暴力の教義 (新潮文庫 テ 24-1)
暴力の教義 (新潮文庫 テ 24-1) / 感想・レビュー
ケイ
父親は息子と知らずに行動を共にする。息子は、父を憎んでいる。しかし、二人は殺し会うことなく、特に父は息子を無意識に助けながら、話は進む。二人が同時にいる時には、父親と息子は…と、書く著者のやり方で、こちらも二人か関係に注視せざるを得ない。100年前のメキシコの歴史も知るいい機会となった。
2013/11/14
ぽてち
2010年に発表され、日本では2012年に翻訳刊行されたテランの6作目。犯罪者の父親と連邦捜査官の息子の確執(父親はとうの昔に家族を捨てているため、息子だと気づいていない)をメキシコ革命間近に配置し、緊迫した展開のサスペンス……のはずだが、なんだこのつまらなさは? 自分の状態の問題かとも思ったが、読メでの評判もあまりかんばしくないので、やはり本書に問題があるのだろう。本編終了後に映画化についての言及があるが、もしやそのせいか?
2021/08/03
Satoshi
「音もなく少女は」の次に書かれた作品。比べるのも良くないが、前作の感動は得られない。殺人鬼の父親と捜査官の息子のロードムービーなんだろうが、父親の経歴と言動が合わず、違和感ばかりだ。衝動的な殺人を繰り返す人物が本質を捉えた発言をして欲しくない。親子の和解も成り行きにしか感じられず、良い感想を書けない。
2024/07/06
魔魔男爵
四作目までで書きたい事を書き尽くし、魂の抜け殻となった作者が、戦略上の実地適合性を求めて書いた作品。現代舞台ではもう書きたい事ないだろうから、書くのなら未来を舞台にしたSFだろうと思っていたが、本書は過去の時代を舞台にした新境地。メキシコ革命(1910年)に興味がある人は是非読んで下さい。前作までがジェンダーハードボイルドノワールミステリとして素晴らしかったが、本書は父と息子の確執というよくある話。ホモでもない男同志の話は古臭いざんす。作者は覆面作家で女性疑惑も浮上しているが、前作までなら女と私は推論する
2017/07/12
tom
「音もなく少女は」は、かなり良かった。で、この本を買ってきたのだけど、かなりしんどいというか、読み進めるのに時間ばかりかかってしまった。残念ながら、面白くない。
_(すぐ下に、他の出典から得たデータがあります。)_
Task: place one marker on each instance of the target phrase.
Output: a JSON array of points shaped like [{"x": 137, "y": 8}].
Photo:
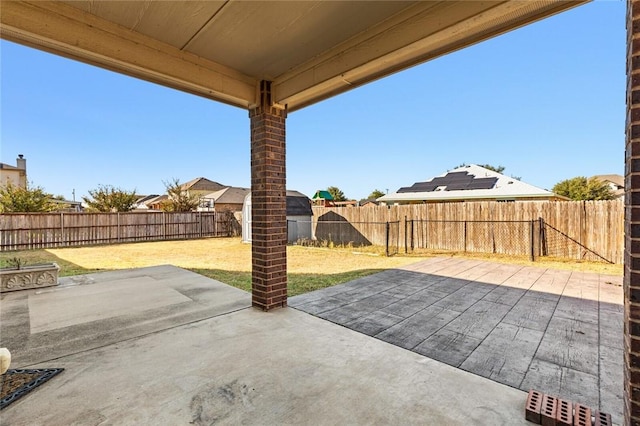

訳者田口俊樹(この人は、なかなか偉い人だと思う)の後書きによれば、難解な文章で翻訳が大変だったとのことだけど、「音もなく少女は」の方は、抵抗感なく読んだのだから、文章が難解というよりも、内容が面白くないことの方が問題なんだろう。まあ、人殺しをなりわいにするような父親が息子愛に目覚めるというストーリーにどこか無理があるんだろう。